Lots of interesting ideas! I'm glad I asked. Thanks all.

Not sure about the automatic reel, as one of the charms of Tenkara is its utter simplicity (I like simple), but I'm sure I could benefit from some instruction in adaptive techniques.

Hell, I could benefit from some instruction in basic fly fishing technique. I'll be in touch, Ted. Your offer is very generous. 

One thing I don't get is how that lady lands a fish on a 50' line with a 13' rod.

It seems to me she would either have to handline it in after it's played out, or have a partner. And that partner would have to be in the water. 

Since she was with a guide, I assume the latter. That's fine, but won't apply to me very often.

I want/need to do it all myself. The automatic reel might be the ticket after all...lots to think about.


----------



## Guest (Jun 17, 2018)

Well, I looked at the Thinkfish Bold reel, and immediately realized I want to stick with Tenkara, now that I know it can be done. 

An automatic or semi-auto reel would likely be more efficient, but I just don't want to fool with them. I'm leaning toward blowing off the two-rod idea as well. If it doesn't work out with straight Tenkara, so be it. 

I can have a lot of fun catching reds on a gold spoon and a topwater plug, too.

For those interested, there's good Tenkara info here:

https://dragontailtenkara.com/

I have the Shadowfire rod, but will get a Hellbender (their heavy rod) for salt, I reckon. It will be good for lake fishing in Colorado too, for bigger trout, when my skiff arrives.

In the Hellbender section of the site, there's a good article on landing bigger fish on Tenkara. Turns out hand-lining is indeed part of the drill.


----------



## BM_Barrelcooker (May 4, 2011)

This thread is awesome. 

I’m pretty sure you could do some damage to the rat reds I fish for a lot. 

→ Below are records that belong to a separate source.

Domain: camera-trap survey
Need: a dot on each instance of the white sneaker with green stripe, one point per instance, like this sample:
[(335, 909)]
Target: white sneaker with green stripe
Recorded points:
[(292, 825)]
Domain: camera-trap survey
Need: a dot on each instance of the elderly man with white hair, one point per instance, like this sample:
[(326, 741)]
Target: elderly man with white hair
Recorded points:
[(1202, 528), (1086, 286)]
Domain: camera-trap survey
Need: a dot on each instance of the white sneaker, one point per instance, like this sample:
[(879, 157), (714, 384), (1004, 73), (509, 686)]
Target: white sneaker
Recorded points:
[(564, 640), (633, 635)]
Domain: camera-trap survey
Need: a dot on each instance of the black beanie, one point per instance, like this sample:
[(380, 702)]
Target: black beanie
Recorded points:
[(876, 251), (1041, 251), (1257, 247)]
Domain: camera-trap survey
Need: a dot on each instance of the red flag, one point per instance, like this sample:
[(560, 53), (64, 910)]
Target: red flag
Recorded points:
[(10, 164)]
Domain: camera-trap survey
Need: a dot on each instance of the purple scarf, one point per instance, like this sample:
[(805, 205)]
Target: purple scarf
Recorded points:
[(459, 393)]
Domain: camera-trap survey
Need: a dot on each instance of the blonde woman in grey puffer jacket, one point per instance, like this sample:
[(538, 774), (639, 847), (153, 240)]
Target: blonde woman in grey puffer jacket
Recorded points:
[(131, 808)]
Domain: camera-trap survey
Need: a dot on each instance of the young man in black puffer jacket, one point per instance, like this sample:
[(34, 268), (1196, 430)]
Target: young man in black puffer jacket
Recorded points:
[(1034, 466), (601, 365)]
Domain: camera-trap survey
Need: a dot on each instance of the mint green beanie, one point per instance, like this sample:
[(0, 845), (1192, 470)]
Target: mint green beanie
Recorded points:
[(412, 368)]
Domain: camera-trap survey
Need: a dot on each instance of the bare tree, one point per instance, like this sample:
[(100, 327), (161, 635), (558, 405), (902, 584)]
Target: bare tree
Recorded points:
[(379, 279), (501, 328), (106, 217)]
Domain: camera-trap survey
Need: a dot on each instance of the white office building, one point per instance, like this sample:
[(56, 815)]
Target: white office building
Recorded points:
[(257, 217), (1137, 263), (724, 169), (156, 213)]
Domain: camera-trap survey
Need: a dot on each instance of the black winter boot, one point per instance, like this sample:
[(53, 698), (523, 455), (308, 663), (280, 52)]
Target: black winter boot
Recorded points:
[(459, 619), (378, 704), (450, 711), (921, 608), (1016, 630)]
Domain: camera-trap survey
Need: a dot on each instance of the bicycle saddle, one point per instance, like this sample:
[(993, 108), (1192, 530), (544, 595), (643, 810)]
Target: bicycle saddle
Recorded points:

Tenkara may be a great way to do it. 


Keep us posted


----------



## Cliff (Oct 13, 2016)

I watched a guy on the Madison use a Tenkara rod with a small bead head nymph. He hooked lots of fish, but most got below him and broke off. I talked with him when he got out and he said that the long rod helps him get a much better drift and he hooks more fish. He did say he breaks off most big fish, but still loves it. I wonder if using this method in the salt will be as productive as I have always thought the "drift" was not really the primary issue. Still, I think it would be a lot of fun to try and would be interested to hear how it goes.


----------



## Plantation (Nov 24, 2015)

I am very interested in this as I am teaching my one and a half armed friend to cast the fly rod. There is a younger guy on Instagram that seems to have this down. It is do able with a normal one handed fly rod. Just get one and play with it. In no time my buddy learned what felt like the best way to strip in line for him. I can cast a good bit of line one handed and am working on the fundamentals with him. Good luck, it is doable. 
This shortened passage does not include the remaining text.